Though I appreciate the great writing the Airbnb team has done about their new design system, it's hard to get much more than surface insights without being able to test drive Airshots. But even without seeing the tactical output, this nugget from VP of Design Alex Schleifer’s post really resonated with me:
You can’t innovate on products without first innovating the way you build them
I love that they’re addressing the important fact that good tools for working with design systems don’t exist yet.
There are 2 specific things I really appreciate about the IBM Design Language:
First, they make it clear right up front that the purpose of their design system is to foster a consistency that supports their brand:
The IBM Design Language is a set of living guidelines that communicates our brand promise through our products’ experiences.
That brand promise is then reinforced by asking the design system user if what they’re making looks, sounds, thinks, and performs like IBM. A question like, “Does the visual design enhance people’s understanding of how the world works?” has a strong point of view; it states the job design has to do, which also means it implies what the design does not have to do. I love that!
The other thing I love about the IBM Design Language is that the site looks like some put thought into the job of the site itself. It eschews what is becoming the standard “design system look” of left-side (and sometimes fixed) navigation and content to the right. It feels more like a marketing site than a piece of documentation, which I’m leaning more and more toward as the right idea for my client.
I’ve reviewed a few more design systems like the Harmony Design System from Intuit, the Microsoft Design Language, the U.S. Web Design Standards, Origami by the Financial Times, and a few others, and I’m definitely finding more similarities than discrepancies.

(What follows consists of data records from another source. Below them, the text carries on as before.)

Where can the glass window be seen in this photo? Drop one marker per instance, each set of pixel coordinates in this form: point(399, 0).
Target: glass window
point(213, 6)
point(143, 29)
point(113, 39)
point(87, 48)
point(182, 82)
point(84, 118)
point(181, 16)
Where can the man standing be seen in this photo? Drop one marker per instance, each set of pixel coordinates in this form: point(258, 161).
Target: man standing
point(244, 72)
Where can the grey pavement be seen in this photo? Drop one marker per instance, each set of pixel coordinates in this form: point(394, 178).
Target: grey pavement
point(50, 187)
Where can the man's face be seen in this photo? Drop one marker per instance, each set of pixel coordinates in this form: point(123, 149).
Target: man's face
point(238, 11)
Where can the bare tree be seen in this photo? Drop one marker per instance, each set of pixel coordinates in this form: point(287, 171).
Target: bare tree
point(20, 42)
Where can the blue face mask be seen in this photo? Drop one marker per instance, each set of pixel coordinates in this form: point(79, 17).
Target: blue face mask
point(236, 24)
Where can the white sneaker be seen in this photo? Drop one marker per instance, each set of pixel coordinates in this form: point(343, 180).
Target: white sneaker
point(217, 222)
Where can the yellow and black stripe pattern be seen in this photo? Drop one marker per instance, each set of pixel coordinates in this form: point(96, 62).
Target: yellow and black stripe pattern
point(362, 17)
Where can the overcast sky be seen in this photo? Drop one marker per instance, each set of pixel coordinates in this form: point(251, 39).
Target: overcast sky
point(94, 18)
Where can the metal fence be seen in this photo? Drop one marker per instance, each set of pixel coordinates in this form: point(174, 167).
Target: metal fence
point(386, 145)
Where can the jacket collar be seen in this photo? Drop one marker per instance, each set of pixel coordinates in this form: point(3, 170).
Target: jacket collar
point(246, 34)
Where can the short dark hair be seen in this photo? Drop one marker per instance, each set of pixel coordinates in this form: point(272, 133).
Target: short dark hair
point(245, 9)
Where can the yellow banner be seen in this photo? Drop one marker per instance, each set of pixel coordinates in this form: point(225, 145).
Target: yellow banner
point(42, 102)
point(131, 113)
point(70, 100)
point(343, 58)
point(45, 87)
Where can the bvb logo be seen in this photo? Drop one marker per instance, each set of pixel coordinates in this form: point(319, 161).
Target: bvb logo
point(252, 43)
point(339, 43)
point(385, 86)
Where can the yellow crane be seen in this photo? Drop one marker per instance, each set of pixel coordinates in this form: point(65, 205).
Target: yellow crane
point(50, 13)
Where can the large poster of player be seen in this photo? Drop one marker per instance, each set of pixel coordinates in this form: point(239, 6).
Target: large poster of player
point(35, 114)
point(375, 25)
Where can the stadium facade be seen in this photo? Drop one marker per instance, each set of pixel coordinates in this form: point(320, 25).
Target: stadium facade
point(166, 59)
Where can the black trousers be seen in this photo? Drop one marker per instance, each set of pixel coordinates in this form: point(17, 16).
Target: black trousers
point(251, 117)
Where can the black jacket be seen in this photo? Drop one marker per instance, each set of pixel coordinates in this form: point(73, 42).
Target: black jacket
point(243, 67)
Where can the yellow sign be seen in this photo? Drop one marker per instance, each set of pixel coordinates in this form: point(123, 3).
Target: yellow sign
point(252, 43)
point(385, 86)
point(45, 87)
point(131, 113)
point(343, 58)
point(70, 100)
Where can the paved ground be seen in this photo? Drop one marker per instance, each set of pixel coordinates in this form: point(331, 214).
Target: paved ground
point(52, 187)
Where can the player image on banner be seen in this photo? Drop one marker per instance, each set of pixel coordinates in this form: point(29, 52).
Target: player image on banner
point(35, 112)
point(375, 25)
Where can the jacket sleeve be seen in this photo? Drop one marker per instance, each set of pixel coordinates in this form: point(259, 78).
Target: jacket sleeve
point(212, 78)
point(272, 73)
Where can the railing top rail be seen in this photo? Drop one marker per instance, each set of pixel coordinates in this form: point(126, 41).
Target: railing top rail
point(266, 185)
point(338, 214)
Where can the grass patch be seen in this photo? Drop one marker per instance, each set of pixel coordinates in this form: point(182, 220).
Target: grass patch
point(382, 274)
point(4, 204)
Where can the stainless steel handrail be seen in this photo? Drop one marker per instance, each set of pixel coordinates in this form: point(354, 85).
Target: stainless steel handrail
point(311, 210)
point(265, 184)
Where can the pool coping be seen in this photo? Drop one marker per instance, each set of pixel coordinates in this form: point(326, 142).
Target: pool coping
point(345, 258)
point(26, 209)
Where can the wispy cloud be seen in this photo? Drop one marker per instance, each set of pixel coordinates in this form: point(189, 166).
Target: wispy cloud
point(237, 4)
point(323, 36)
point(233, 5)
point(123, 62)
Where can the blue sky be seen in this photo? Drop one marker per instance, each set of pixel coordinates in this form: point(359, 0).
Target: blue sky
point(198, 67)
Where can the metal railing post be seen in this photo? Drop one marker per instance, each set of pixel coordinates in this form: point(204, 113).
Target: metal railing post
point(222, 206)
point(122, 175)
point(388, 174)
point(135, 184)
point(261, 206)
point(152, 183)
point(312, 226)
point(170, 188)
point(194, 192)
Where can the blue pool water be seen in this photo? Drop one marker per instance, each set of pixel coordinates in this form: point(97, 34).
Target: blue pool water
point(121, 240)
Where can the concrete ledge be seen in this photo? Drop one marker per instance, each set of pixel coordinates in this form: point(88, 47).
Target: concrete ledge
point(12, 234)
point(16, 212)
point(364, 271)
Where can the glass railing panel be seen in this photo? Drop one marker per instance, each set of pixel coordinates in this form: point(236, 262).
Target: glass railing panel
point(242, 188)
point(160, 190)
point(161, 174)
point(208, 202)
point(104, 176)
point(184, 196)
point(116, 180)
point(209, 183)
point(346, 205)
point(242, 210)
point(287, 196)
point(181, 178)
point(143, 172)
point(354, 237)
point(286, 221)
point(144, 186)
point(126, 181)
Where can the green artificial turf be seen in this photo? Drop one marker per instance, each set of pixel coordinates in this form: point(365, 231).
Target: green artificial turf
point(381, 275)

The biggest observation I’ve had is that almost every one includes principles and guidelines that are extremely general. That’s totally understandable; I mean, at some point, a good tabset is just a good tabset. But, while it’s useful for any reader to understand how to make a better website in general, I think these are a missed opportunity. The job of the Microsoft Design Language is not only to help a designer or developer to create a great app, but to help them create a great Microsoft app. What makes a great Microsoft app? How is a great Microsoft app different than a great Google app? This is the kind of thing a design system should have guidelines for: perspective, point of view, extending creative direction to everyone that decides to build something with the design system. That stuff should be baked in. Otherwise, we all might as well use Material Design and call it a day.
I think that’ll be my first metric for success. If the design system I create for my client can be specific about what makes a great site or app specifically for them and why it’s better in-context than any one of the systems listed above, I’d say we’re headed in the right direction.
I realize that’s a tall order and I’m a short guy, but that’s never stopped me before.